Take a look at the SPF records for popular freemail providers.

% dig txt yahoo.com outlook.com gmail.com | grep spf
yahoo.com.		1800	IN	TXT	"v=spf1 redirect=_spf.mail.yahoo.com"
outlook.com.		300	IN	TXT	"v=spf1 ip4:157.55.9.128/25 include:spf-a.outlook.com include:spf-b.outlook.com include:spf2.outlook.com include:_spf-ssg-b.microsoft.com include:_spf-ssg-c.microsoft.com ~all"
gmail.com.		300	IN	TXT	"v=spf1 redirect=_spf.google.com"

I won’t go into the details of how redirect and include differ, but focus instead on the use of ~all by outlook.com but not by the other two.

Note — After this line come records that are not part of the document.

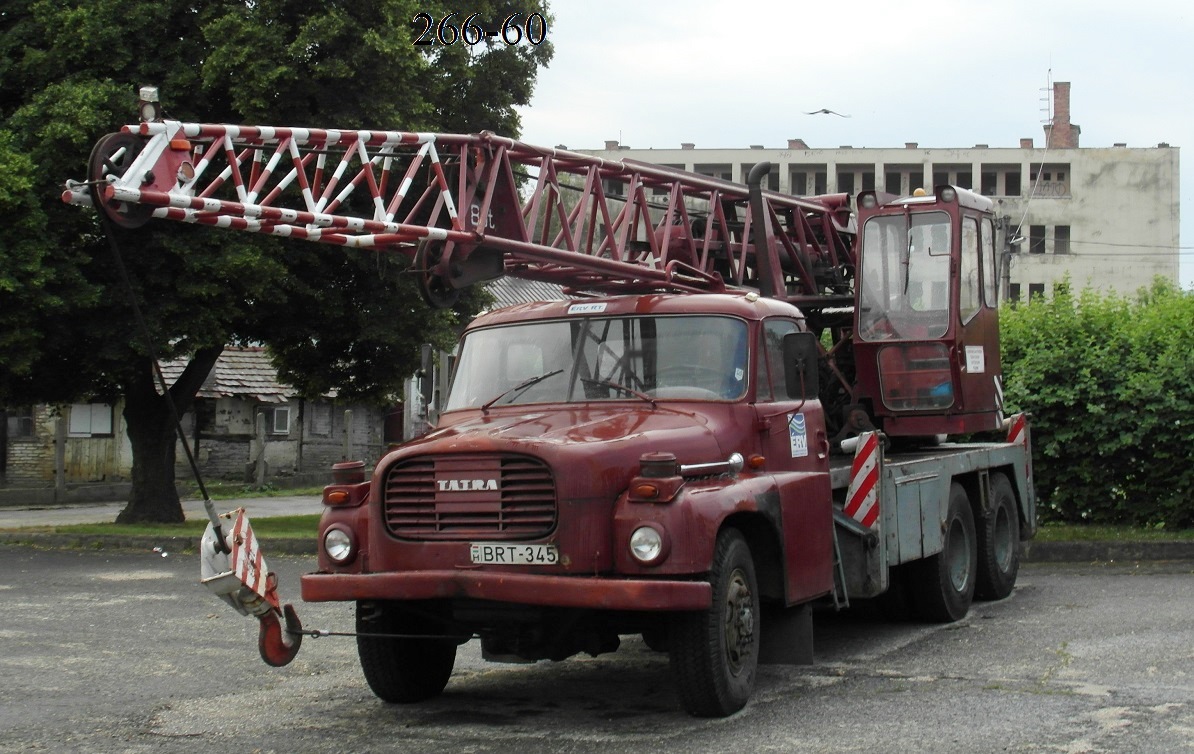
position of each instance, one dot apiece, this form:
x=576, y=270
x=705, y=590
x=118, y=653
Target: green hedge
x=1109, y=384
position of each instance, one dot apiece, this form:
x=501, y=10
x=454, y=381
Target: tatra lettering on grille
x=466, y=485
x=449, y=498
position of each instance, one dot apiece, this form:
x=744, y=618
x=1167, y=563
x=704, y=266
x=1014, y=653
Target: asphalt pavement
x=20, y=516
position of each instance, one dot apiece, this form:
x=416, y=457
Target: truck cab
x=589, y=463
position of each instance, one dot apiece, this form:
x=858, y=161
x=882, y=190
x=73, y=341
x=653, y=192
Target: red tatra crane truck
x=743, y=410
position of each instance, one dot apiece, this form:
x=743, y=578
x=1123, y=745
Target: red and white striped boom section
x=473, y=207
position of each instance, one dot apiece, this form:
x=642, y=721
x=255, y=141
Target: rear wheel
x=714, y=654
x=942, y=586
x=401, y=670
x=998, y=543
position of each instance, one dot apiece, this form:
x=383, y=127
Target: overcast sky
x=727, y=74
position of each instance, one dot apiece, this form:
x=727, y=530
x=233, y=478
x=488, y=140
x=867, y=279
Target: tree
x=69, y=74
x=1109, y=382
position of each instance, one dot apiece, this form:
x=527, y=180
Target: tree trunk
x=153, y=435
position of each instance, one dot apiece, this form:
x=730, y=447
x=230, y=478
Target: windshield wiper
x=518, y=388
x=629, y=391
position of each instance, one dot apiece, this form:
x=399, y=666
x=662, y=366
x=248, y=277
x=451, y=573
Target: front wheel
x=942, y=586
x=714, y=654
x=401, y=669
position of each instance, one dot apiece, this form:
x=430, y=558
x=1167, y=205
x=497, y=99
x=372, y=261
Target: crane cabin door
x=927, y=323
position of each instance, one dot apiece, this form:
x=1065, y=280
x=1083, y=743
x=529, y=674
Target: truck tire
x=998, y=543
x=402, y=670
x=714, y=654
x=942, y=586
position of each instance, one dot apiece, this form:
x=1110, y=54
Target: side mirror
x=426, y=373
x=801, y=354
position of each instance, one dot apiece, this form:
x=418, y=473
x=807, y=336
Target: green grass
x=233, y=490
x=300, y=527
x=1090, y=533
x=266, y=527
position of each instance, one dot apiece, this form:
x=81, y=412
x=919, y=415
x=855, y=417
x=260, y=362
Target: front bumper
x=580, y=592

I used to have some very old monitoring devices in my house, and I used them to generate email alerts. For that, they generated mail using my gmail account. This is quite common, and one of the reasons freemail providers (like google) don’t include a ~all. If they did that, they’d hugely reduce the amount of crap mail in the world, but they don’t. I guess there’s money to be lost if they did.

The Reality Check

Here’s what your email hosting provider won’t tell you: basic SPF, DKIM, and DMARC setup is just the beginning. Email deliverability is an ongoing process, not a one-time configuration.

You’ll need to:

  • Monitor DMARC reports regularly
  • Update SPF records when you add new services
  • Maintain your sender reputation
  • Deal with the occasional false positive

But here’s the good news: once you understand these three guardians and how they work together, you’ll have the tools to diagnose and fix most email deliverability issues. Your important emails will reach their destination, and you’ll sleep better knowing that spammers can’t easily impersonate your domain.

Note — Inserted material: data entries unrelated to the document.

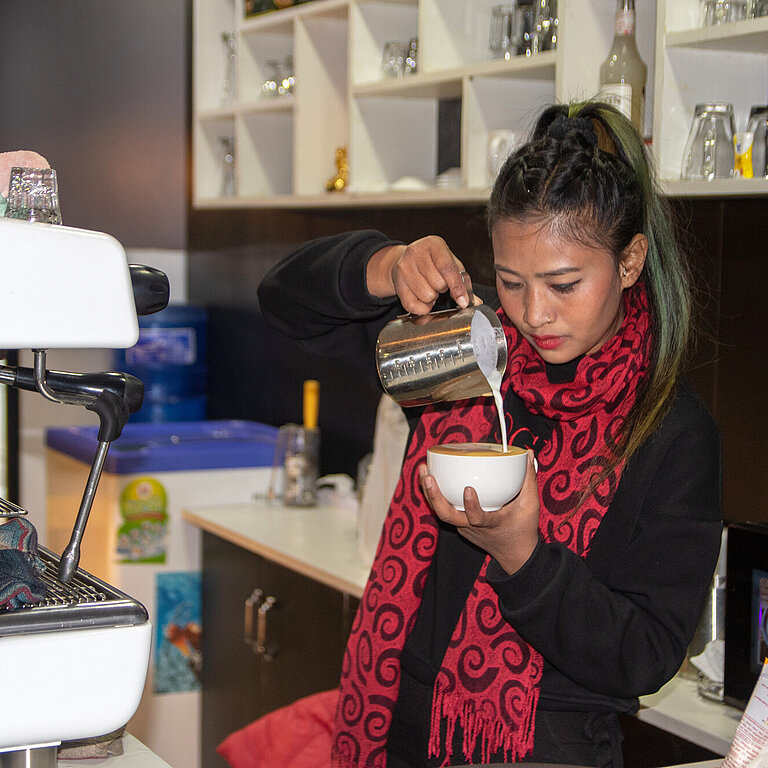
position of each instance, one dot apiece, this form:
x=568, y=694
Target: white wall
x=36, y=413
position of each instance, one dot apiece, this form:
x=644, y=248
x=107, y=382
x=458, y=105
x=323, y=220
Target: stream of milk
x=483, y=338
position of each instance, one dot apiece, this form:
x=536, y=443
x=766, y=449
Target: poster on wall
x=177, y=653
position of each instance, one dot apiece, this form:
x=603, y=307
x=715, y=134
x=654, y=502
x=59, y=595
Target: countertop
x=678, y=708
x=319, y=542
x=135, y=755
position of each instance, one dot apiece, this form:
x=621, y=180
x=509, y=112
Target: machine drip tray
x=86, y=602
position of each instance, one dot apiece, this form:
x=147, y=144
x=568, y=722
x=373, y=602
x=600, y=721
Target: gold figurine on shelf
x=341, y=179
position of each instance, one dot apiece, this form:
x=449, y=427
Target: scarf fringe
x=514, y=737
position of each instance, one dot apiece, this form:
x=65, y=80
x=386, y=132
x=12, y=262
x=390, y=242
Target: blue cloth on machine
x=20, y=566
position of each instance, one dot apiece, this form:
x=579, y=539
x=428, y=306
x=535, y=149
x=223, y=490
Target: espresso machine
x=74, y=664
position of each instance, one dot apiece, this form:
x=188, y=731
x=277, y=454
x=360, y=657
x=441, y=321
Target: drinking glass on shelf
x=412, y=56
x=230, y=68
x=227, y=144
x=501, y=144
x=286, y=81
x=758, y=127
x=392, y=59
x=527, y=38
x=723, y=11
x=269, y=86
x=33, y=195
x=709, y=151
x=546, y=25
x=502, y=39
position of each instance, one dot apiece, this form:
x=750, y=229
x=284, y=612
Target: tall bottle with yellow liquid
x=301, y=446
x=623, y=74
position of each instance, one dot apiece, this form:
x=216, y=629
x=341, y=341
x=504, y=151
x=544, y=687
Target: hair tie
x=562, y=125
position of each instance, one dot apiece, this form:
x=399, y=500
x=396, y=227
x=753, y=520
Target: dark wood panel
x=231, y=675
x=101, y=90
x=743, y=387
x=646, y=746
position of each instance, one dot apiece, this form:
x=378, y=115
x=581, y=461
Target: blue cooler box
x=137, y=540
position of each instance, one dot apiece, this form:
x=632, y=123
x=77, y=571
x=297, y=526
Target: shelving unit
x=697, y=64
x=285, y=147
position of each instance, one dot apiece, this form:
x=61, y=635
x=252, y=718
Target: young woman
x=518, y=635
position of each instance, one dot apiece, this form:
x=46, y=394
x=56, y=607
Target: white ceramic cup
x=496, y=476
x=501, y=144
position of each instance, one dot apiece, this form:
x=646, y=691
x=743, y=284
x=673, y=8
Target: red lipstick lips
x=547, y=342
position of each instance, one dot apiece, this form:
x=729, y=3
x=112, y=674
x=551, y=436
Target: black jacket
x=611, y=627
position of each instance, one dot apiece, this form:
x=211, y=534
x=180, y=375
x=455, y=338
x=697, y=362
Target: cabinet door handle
x=251, y=604
x=261, y=630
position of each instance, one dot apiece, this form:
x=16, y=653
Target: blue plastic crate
x=172, y=446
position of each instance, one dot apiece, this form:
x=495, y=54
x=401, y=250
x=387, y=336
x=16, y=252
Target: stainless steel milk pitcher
x=443, y=355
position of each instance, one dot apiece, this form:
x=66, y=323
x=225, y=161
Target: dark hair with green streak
x=586, y=175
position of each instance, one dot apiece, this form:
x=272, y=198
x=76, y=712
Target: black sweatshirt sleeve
x=618, y=622
x=317, y=294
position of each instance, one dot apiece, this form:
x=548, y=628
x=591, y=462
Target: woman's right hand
x=417, y=274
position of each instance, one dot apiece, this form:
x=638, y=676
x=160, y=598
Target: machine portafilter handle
x=151, y=289
x=119, y=395
x=81, y=388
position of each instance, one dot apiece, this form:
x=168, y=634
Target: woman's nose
x=537, y=312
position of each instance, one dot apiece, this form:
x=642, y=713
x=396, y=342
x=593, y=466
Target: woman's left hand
x=509, y=534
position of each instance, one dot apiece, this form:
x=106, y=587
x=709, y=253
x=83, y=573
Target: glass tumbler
x=758, y=126
x=393, y=59
x=295, y=467
x=228, y=82
x=709, y=150
x=724, y=11
x=33, y=195
x=502, y=38
x=527, y=35
x=546, y=24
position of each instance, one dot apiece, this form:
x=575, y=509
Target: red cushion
x=294, y=736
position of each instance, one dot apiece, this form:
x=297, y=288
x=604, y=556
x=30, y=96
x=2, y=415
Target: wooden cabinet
x=256, y=662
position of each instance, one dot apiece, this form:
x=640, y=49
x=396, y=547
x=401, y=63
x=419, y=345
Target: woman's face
x=564, y=297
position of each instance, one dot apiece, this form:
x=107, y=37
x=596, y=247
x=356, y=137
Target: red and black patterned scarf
x=488, y=683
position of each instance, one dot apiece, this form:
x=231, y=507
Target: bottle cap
x=311, y=403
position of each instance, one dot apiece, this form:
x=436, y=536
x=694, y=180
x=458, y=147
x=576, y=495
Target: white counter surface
x=319, y=542
x=678, y=708
x=135, y=755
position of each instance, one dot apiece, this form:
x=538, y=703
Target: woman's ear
x=632, y=260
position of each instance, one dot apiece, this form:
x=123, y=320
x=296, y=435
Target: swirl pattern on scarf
x=489, y=680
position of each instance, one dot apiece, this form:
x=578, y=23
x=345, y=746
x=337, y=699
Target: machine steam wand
x=112, y=396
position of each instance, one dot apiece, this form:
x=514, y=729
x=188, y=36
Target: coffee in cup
x=495, y=474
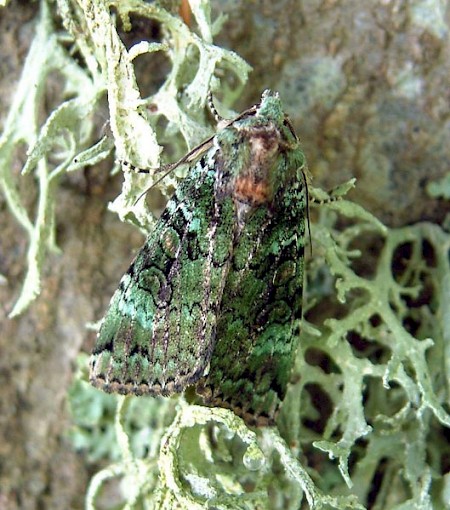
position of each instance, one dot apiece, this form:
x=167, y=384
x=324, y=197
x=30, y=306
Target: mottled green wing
x=259, y=320
x=158, y=333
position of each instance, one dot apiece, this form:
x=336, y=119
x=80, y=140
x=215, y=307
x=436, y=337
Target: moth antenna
x=213, y=109
x=307, y=212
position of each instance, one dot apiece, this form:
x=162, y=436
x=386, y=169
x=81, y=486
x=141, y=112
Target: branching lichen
x=365, y=420
x=366, y=412
x=108, y=69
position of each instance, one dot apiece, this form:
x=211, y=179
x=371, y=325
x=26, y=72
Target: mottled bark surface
x=366, y=84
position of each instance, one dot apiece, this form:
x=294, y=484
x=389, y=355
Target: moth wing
x=159, y=331
x=260, y=314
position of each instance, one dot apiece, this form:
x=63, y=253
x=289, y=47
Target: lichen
x=364, y=422
x=108, y=69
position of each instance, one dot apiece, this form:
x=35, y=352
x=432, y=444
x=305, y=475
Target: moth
x=214, y=297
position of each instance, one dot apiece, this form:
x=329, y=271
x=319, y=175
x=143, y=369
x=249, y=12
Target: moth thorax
x=254, y=184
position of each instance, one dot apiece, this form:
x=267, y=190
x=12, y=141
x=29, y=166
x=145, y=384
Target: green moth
x=214, y=297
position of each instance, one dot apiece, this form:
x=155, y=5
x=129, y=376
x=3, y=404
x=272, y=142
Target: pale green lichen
x=371, y=390
x=364, y=422
x=66, y=133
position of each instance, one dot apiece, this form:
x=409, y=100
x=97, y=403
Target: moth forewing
x=214, y=296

The invisible war between senders and spam filters will continue, but at least now you’re properly armed for battle.

What you should do

If you host your own email domain (either through a mail hosting service or on your own servers) definitely consider setting up DMARC properly and reviewing the reports regularly.

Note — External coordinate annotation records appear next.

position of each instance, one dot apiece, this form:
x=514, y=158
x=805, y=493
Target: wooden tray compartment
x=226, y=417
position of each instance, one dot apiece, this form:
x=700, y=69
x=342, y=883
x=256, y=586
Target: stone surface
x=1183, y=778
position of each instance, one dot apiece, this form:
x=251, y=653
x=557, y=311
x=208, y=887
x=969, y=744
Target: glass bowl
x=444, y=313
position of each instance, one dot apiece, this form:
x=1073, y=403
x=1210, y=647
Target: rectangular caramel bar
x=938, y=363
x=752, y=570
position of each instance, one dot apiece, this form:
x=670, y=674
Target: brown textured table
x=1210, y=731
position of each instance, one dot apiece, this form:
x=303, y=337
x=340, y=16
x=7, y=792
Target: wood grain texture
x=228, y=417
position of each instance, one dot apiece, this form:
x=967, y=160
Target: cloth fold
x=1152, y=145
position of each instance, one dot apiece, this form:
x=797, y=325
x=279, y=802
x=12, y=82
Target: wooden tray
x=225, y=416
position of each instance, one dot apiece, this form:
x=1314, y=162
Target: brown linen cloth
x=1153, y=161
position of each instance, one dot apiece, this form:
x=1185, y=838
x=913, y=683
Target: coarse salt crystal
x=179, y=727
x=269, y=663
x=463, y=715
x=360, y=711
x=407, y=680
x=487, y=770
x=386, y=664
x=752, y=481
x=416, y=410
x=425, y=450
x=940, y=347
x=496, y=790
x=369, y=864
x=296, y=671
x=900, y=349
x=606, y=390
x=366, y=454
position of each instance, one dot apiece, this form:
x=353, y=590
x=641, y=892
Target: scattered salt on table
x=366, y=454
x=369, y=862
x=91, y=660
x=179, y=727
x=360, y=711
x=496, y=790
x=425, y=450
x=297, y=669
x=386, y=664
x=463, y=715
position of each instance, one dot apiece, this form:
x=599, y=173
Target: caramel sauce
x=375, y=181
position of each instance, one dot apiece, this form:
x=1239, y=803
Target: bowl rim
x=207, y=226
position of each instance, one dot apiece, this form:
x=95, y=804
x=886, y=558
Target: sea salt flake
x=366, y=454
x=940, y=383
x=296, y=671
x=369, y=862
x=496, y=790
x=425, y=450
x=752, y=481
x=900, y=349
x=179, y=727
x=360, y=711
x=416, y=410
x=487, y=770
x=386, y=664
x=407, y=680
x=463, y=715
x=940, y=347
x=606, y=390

A bad actor who is spoofing your email domain and producing a lot of email that other mail servers view as SPAM could get your email domain blocklisted – and that’s a pain to unwind.

Proactively protect your mail domains reputation, it is much more costly to try and salvage it later.


Next time someone complains that your email went to spam, you’ll know exactly where to look. And when you see those DMARC reports rolling in, you’ll understand the story they’re telling about your domain’s email reputation.